Rkhunter

Rkhunter (Rootkit Hunter) is a Unix-based tool that scans for rootkits, backdoors and possible local exploits. It does this by comparing MD5 hashes of important files with known good ones in online database, searching for default directories (of rootkits), wrong permissions, hidden files, suspicious strings in kernel modules, and special tests for Linux and FreeBSD.

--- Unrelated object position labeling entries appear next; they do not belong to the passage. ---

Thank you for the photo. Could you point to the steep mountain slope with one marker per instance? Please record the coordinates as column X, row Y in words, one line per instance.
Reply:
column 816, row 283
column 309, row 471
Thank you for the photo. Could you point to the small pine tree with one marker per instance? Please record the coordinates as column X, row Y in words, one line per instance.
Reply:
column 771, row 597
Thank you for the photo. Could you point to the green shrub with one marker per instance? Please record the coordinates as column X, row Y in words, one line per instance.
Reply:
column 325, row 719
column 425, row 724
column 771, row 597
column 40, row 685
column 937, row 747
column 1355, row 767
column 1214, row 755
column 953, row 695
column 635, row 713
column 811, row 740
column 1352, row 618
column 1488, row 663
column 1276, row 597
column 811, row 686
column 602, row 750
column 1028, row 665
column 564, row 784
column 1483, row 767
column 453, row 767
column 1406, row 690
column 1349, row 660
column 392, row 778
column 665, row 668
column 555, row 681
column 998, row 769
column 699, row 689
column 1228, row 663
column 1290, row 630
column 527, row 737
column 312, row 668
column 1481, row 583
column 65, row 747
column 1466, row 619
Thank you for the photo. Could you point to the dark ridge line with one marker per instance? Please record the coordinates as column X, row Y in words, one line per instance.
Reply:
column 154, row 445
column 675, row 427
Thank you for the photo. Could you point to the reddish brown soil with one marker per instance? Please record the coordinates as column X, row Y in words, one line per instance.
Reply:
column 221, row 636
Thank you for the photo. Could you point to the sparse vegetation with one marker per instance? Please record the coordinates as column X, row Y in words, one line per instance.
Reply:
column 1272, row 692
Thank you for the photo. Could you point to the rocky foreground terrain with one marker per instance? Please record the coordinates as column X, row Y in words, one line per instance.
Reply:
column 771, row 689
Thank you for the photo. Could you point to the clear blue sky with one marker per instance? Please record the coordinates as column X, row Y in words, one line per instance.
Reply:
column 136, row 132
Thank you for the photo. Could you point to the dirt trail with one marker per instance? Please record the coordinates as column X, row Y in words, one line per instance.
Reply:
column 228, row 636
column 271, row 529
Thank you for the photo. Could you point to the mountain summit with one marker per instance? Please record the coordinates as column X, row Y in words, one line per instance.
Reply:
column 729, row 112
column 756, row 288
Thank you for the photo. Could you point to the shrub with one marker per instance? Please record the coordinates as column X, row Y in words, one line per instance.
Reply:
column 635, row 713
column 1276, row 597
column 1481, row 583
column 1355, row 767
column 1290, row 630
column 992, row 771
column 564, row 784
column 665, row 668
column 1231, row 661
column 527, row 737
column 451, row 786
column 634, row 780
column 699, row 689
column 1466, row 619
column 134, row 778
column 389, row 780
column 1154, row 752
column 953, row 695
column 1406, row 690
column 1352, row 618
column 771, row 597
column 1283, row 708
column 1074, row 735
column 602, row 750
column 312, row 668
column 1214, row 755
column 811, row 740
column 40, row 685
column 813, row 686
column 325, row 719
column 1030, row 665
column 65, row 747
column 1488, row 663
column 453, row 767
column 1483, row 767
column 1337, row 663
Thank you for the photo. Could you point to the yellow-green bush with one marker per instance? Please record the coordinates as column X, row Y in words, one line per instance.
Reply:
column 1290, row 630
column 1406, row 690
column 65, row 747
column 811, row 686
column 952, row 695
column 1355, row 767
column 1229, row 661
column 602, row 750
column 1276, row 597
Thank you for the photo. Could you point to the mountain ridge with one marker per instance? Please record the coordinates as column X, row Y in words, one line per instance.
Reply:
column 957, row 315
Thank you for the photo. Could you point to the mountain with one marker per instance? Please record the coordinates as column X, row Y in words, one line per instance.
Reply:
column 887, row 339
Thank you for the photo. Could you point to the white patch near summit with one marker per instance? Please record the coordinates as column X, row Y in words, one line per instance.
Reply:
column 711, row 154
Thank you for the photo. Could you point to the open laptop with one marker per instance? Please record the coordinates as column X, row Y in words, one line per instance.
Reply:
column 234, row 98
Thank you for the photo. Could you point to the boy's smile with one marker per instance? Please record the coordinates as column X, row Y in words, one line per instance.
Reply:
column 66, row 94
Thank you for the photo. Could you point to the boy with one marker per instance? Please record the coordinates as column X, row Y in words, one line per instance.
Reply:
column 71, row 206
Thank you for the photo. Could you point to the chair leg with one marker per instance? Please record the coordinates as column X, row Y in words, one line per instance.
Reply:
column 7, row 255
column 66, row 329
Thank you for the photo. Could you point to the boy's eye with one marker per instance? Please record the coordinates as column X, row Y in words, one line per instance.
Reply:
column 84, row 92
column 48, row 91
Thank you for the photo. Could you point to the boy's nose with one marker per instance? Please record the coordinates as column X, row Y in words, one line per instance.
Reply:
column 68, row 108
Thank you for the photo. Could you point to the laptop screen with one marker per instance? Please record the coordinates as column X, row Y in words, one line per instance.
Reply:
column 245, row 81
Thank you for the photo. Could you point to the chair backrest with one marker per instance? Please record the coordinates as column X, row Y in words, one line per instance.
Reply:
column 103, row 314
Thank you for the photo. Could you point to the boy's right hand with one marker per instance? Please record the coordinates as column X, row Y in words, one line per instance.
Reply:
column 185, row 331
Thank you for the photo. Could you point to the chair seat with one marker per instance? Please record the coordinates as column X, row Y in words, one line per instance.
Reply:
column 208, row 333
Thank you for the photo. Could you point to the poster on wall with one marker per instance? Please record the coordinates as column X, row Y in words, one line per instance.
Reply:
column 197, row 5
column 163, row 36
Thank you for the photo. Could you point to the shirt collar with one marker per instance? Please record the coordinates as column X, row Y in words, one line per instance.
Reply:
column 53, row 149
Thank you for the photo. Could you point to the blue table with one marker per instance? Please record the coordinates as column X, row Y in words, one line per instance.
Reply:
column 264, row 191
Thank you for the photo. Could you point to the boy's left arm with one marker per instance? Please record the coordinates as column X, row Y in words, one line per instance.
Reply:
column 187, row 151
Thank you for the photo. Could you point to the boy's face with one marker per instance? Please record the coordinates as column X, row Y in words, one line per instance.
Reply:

Step 1: Downloading, Installing and Updating

cd /usr/local/src
wget http://sourceforge.net/projects/rkhunter/files/rkhunter/1.4.0/rkhunter-1.4.0.tar.gz
wget http://sourceforge.net/projects/rkhunter/files/rkhunter/1.4.0/rkhunter-1.4.0.tar.gz.sha1
wget http://sourceforge.net/projects/rkhunter/files/rkhunter/1.4.0/rkhunter-1.4.0.tar.gz.asc
sha1sum -c rkhunter-1.4.0.tar.gz.sha1.txt
tar -zxvf rkhunter-1.4.0.tar.gz
cd rkhunter-1.4.0
./installer.sh --layout default --install
/usr/local/bin/rkhunter --update
/usr/local/bin/rkhunter --propupd
rm -Rf /usr/local/src/rkhunter*
cd

Step 2: Adding daily cron job

Create the file /etc/cron.daily/rkhunter.sh with the following contents.

#!/bin/sh
(
/usr/local/bin/rkhunter --versioncheck
/usr/local/bin/rkhunter --update
/usr/local/bin/rkhunter --cronjob --report-warnings-only
) | /bin/mail -s 'rkhunter Daily Run (YourServerNameHere)' name@domain.com

Change YourServerNameHere to your hostname and name@domain.com to your mail address.

Correct the permissions.

chmod 700 /etc/cron.daily/rkhunter.sh

Your Server will be scanned regularly and the result will be sent to the mentioned mail address.